The Mustang, introduced at the 1964 World’s Fair in New York, was an unqualified hit. Iacocca and the car appeared on the covers of Time and Newsweek, with Time calling him “the hottest young man in Detroit.” As for the car itself, Time swooned: “Priced as low as $2,368 and able to accommodate a small family in its four seats, the Mustang seems destined to be a sort of Model A of sports cars, for the masses as well as the buffs.”

Iacocca “will probably go down in history as the first modern example of a charismatic business leader,” Harvard Business School professor Rakesh Khurana wrote in 2002. Iacocca’s turnaround of Detroit-based Chrysler “made him a celebrity and even a national hero,” one who relied on an “inspirational leadership” style that presaged that of Apple Inc.’s Steve Jobs, among others, he said.
Ford sold more than 400,000 Mustangs during the first model year. The car’s styling captured young buyers, and Mustang clubs sprang up around the country.

Not everybody believed Iacocca deserved the share of credit he got.

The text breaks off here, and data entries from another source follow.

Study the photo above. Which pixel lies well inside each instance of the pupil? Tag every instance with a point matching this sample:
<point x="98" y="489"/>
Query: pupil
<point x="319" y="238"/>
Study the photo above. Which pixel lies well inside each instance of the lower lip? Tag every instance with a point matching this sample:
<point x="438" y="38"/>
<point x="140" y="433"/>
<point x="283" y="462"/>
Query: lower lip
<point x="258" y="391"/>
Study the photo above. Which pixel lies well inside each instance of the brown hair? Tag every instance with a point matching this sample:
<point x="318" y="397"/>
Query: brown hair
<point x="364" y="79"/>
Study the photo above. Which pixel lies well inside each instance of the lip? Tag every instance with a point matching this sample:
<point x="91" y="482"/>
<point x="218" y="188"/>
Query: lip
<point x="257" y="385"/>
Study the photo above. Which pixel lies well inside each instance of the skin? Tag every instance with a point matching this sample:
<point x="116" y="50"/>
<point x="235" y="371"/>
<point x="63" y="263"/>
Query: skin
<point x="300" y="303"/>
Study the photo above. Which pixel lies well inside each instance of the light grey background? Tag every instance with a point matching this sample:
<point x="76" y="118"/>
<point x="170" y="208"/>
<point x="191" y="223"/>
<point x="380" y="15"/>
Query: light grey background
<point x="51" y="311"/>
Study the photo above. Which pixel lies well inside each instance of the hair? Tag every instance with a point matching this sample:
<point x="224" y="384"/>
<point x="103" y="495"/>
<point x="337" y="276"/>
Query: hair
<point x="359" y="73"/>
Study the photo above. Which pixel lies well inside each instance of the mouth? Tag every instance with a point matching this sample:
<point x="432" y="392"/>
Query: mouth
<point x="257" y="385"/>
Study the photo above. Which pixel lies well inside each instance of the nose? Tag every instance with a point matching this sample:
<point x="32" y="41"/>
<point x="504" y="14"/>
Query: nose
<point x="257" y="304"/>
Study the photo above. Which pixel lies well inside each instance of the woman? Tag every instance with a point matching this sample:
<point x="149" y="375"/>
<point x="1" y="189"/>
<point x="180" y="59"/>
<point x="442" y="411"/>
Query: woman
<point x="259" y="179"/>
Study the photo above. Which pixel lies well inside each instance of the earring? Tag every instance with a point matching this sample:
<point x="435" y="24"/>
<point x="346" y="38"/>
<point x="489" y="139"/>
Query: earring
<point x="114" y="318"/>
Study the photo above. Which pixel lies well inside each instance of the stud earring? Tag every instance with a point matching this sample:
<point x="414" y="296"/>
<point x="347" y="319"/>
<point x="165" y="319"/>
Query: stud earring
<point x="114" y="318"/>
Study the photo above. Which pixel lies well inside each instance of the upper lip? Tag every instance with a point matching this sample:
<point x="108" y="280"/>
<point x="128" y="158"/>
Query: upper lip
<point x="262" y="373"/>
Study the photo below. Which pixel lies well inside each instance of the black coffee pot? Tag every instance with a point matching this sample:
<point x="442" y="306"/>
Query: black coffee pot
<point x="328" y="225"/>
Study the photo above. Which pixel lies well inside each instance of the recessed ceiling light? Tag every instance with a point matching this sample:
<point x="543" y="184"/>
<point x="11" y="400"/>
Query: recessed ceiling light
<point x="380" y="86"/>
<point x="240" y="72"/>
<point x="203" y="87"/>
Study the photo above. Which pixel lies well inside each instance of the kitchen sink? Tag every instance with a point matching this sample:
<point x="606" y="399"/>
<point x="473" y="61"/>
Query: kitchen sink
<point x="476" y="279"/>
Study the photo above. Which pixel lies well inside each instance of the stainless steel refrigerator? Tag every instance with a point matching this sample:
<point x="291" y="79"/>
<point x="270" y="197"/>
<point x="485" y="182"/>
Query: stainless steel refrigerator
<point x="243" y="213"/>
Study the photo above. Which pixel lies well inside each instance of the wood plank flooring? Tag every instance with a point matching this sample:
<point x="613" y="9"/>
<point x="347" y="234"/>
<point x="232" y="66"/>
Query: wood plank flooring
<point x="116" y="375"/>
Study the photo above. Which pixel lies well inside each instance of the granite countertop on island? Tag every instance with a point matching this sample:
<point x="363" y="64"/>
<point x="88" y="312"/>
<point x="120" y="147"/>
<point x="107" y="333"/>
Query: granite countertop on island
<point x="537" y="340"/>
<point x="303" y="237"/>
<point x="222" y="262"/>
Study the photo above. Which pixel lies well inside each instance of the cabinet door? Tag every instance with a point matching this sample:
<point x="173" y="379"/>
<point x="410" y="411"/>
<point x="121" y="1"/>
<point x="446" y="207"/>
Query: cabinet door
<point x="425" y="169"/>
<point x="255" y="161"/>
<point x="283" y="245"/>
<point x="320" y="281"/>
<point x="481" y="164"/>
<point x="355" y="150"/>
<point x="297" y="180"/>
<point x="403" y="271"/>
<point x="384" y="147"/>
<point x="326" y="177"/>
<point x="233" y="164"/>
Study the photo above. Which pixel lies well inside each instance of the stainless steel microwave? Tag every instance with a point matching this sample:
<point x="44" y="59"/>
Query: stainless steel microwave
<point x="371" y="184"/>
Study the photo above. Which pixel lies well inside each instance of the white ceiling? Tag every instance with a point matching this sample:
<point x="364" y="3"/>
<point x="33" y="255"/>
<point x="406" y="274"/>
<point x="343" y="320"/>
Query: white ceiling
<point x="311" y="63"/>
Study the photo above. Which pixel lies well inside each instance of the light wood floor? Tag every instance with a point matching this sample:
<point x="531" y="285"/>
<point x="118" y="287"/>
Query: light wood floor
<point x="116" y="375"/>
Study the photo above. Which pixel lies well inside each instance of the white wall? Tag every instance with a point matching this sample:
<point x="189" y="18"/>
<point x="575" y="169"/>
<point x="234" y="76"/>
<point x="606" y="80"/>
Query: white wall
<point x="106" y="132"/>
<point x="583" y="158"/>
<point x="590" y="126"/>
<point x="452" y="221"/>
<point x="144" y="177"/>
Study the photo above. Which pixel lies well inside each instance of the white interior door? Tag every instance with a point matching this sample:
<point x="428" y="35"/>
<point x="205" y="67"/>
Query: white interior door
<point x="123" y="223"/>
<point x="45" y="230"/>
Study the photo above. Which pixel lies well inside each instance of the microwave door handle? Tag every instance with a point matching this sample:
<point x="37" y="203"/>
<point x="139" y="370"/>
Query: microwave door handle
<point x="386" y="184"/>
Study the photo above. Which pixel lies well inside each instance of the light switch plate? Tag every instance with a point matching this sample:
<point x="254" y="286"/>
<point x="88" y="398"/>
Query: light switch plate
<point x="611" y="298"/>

“The model was totally completed by the time Lee saw it,” Eugene Bordinat Jr., Ford’s design director at the time, told Time in 1985. “We conceived the car, and he pimped it after it was born.”

Sparring Executives

Iacocca became president of Dearborn, Michigan-based Ford in 1970. At 46, he was second in command only to Chairman Henry Ford II, grandson of the company’s founder and seven years his senior. During Iacocca’s eight-year tenure, the two men sparred over topics big and small, from car design to perceived personal slights.

Executive-suite reorganizations in 1977 and 1978 resulted in de facto demotions of Iacocca and led to a showdown meeting on July 13, 1978, at which Ford ordered him to resign. His last day on the payroll was Oct. 15, his 54th birthday. He had been at Ford for 32 years.

Years later, Iacocca devoted 40 pages in his autobiography to settling the score.